Hundreds of landowners came from far and near to an American Legion post to have money pressed into their hands.
“There were a lot of checks that were well over $100,000,” said Chip Lines-Burgess, who is attending the event. “It is a lot of money for people up here. It is a lot of money for people anywhere.”
Exactly where is this money coming from? From 6,000 feet under the ground in Marcellus Shale. Since the rock contains huge amounts of natural gas, gas drilling companies bought drilling rights from locals. This lease signing event in the tiny village of Black Walnut is one of the latest massive impacts of the Marcellus Shale phenomenon. It appears to be changing lives, the economy, statewide political negotiations, and environmental discussions.
Gas companies are using new technology to extract the gas and they are spending big money to lease land, drill and prep wells, and plan pipelines. Though the Marcellus Shale industry is in the infancy stage, it is going to take years to fully understand the scope and size of the industry.

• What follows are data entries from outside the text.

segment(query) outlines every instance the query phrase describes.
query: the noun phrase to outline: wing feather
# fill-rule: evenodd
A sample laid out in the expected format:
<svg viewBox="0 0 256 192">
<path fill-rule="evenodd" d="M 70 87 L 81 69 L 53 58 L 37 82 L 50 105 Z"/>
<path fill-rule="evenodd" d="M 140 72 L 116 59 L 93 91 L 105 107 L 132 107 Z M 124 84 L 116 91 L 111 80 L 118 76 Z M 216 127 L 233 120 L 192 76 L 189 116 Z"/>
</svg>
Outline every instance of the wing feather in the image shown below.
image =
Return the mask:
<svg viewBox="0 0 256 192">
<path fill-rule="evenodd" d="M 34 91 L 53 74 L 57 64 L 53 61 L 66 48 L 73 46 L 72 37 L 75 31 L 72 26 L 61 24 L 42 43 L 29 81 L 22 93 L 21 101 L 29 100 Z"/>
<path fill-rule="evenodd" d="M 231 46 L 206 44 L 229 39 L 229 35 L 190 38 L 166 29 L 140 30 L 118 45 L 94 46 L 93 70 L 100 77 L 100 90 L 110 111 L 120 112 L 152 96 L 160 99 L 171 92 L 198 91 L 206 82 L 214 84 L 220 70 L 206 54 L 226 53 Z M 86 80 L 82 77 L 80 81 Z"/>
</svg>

The landowners who received money to lease their land formed a group to negotiate leases with Chesapeake and reached a deal that secured $5,750 per acre for drilling rights on their total 37,000 acres – with even more money to follow with royalties.
“We never thought it would happen,” said Anne Heitsman of Susquehanna County, who has gas wells going in on her property. “Obviously, it has.”
This is just the beginning of a long road that is suggested to continue within the next 30 to 50 years. Marcellus Shale is booming and talk is expected to continue within the next few years.